# EMISSOR chat bot with audio backend

### UNDER CONSTRUCTION 

## Running with ASR

In [None]:
import requests
import numpy as np

%matplotlib inline
import matplotlib.pyplot as plt

from cltl.asr.speechbrain_asr import SpeechbrainASR
from cltl.asr.wav2vec_asr import Wav2Vec2ASR
from cltl.backend.api.camera import CameraResolution
from cltl.backend.source.pyaudio_source import PyAudioSource
from cltl.backend.source.cv2_source import SystemImageSource
from cltl.backend.source.client_source import ClientAudioSource, ClientImageSource
from cltl.vad.webrtc_vad import WebRtcVAD

from cltl.backend.api.util import raw_frames_to_np

In [None]:
run_remote = False

audio_source = (
    ClientAudioSource("http://192.168.1.176:8000/audio")
    if run_remote
    else PyAudioSource(16000, 1, 480)
)
image_source = (
    ClientImageSource("http://192.168.1.176:8000/video")
    if run_remote
    else SystemImageSource(CameraResolution.QVGA)
)


# Add a `storage` directory to store audio files to VAD or ASR for debugging
vad = WebRtcVAD(allow_gap=250, padding=5)
asr = Wav2Vec2ASR("jonatasgrosman/wav2vec2-large-xlsr-53-english", 16000)
# asr = SpeechbrainASR(model_id="speechbrain/asr-transformer-transformerlm-librispeech", sampling_rate=16000, storage="wav")

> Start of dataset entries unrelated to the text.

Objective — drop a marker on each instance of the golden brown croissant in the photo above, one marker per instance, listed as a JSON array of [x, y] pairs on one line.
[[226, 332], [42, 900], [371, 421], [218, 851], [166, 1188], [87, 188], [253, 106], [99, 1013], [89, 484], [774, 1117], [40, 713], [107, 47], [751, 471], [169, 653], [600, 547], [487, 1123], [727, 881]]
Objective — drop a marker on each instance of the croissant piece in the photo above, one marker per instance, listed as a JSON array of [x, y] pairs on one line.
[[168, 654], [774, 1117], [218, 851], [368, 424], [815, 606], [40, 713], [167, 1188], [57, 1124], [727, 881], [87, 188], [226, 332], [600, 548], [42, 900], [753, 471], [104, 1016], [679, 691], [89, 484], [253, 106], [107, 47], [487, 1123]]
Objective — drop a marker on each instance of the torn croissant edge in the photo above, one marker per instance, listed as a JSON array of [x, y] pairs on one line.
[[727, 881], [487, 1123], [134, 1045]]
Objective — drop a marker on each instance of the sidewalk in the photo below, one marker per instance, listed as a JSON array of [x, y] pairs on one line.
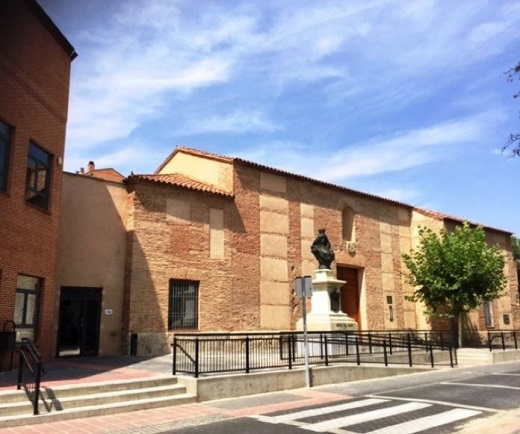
[[94, 369]]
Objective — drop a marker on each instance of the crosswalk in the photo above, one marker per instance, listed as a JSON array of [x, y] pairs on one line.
[[372, 416]]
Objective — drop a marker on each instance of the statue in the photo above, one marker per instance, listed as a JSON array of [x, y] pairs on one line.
[[322, 250]]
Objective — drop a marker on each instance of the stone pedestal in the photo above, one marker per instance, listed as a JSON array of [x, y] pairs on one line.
[[321, 316]]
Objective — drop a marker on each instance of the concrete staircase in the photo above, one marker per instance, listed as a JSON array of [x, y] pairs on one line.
[[92, 399]]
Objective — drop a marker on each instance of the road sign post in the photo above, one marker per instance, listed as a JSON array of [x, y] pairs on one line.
[[304, 290]]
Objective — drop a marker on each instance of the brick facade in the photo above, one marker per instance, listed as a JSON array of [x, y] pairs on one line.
[[270, 219], [34, 78]]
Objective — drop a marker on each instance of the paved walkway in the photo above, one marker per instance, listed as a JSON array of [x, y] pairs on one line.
[[66, 371]]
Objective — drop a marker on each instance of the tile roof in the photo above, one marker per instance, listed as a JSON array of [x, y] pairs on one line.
[[179, 180], [281, 172], [441, 216], [105, 174], [431, 213]]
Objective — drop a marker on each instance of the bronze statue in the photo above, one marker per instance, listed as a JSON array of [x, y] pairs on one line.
[[322, 250]]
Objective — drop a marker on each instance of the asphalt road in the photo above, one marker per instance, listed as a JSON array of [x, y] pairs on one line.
[[430, 403]]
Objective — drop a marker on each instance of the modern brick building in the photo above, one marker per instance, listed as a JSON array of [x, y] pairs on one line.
[[214, 243], [35, 62]]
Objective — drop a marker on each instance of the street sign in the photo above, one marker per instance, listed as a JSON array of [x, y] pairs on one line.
[[303, 287]]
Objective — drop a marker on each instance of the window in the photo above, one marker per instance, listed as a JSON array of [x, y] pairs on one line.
[[347, 220], [488, 313], [183, 305], [38, 176], [26, 308], [5, 140]]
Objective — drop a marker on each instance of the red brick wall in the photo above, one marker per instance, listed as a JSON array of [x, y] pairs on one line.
[[34, 78]]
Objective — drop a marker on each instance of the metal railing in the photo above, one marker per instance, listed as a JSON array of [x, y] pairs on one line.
[[211, 353], [30, 372], [502, 339]]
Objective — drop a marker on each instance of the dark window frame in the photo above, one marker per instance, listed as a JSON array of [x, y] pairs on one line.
[[37, 192], [183, 304], [6, 135], [29, 324]]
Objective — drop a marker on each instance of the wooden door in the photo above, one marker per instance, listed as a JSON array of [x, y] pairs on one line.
[[350, 293]]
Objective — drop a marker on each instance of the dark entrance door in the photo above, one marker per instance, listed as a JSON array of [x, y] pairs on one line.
[[350, 293], [80, 312]]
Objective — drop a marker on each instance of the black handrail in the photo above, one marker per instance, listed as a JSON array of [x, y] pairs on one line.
[[30, 371], [209, 353], [507, 338]]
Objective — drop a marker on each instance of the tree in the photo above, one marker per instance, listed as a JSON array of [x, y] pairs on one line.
[[454, 272], [515, 247], [513, 142]]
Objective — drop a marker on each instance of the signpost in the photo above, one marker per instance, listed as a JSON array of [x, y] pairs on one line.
[[303, 286]]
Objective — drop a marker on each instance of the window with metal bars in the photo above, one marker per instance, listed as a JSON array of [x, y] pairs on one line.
[[183, 304], [5, 142]]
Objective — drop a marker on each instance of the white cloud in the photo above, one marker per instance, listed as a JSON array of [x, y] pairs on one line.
[[238, 121]]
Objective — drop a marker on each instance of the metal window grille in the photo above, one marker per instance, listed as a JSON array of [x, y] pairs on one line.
[[5, 139], [183, 306]]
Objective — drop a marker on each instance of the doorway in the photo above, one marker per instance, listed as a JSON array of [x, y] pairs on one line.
[[80, 313], [350, 292]]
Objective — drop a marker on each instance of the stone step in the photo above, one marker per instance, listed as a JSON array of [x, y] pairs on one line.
[[83, 400], [106, 386], [96, 410], [57, 402]]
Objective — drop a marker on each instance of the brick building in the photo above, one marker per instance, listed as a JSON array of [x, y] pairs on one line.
[[35, 64], [214, 243]]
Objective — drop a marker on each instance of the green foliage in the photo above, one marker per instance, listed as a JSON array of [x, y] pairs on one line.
[[515, 247], [513, 142], [454, 272]]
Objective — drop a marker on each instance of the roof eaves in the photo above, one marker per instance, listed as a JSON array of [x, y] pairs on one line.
[[322, 183], [188, 184], [53, 28]]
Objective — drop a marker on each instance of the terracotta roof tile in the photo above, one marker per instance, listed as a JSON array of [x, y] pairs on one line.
[[105, 174], [180, 181], [434, 214]]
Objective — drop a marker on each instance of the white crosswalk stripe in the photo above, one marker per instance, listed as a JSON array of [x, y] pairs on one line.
[[365, 413], [320, 411], [366, 417], [423, 423]]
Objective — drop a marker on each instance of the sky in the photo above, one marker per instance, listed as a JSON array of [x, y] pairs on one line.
[[407, 100]]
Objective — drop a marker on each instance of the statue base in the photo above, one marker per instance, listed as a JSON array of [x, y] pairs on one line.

def detect_and_transcribe():
    with audio_source as audio:
        frames = raw_frames_to_np(
            audio, audio_source.frame_size, audio_source.channels, audio_source.depth
        )

        print("Listening")
        speech, offset, consumed = tuple(vad.detect_vad(frames, audio_source.rate))
        print("Voice activity detected")

        with image_source as img_src:
            image = img_src.capture()

        text = asr.speech_to_text(np.concatenate(tuple(speech)), audio_source.rate)

        return text, image

In [None]:
for _ in range(5):
    print("Please talk to calibrate Voice Activity Detection")
    try:
        detect_and_transcribe()
    except Exception as e:
        print("Failed", e)

print("Calibrated VAD")

In [None]:
tts_headers = {"Content-type": "text/plain"}

while True:
    try:
        text, image = detect_and_transcribe()
        print("Detected text:", text)

        print("Captured image:", image.image.shape)
        plt.imshow(image.image)
        plt.show()

        if run_remote:
            requests.post(
                "http://192.168.1.176:8000/text",
                data=f"Did you say {text}?",
                headers=tts_headers,
            )
    except Exception as e:
        print("Failed", e)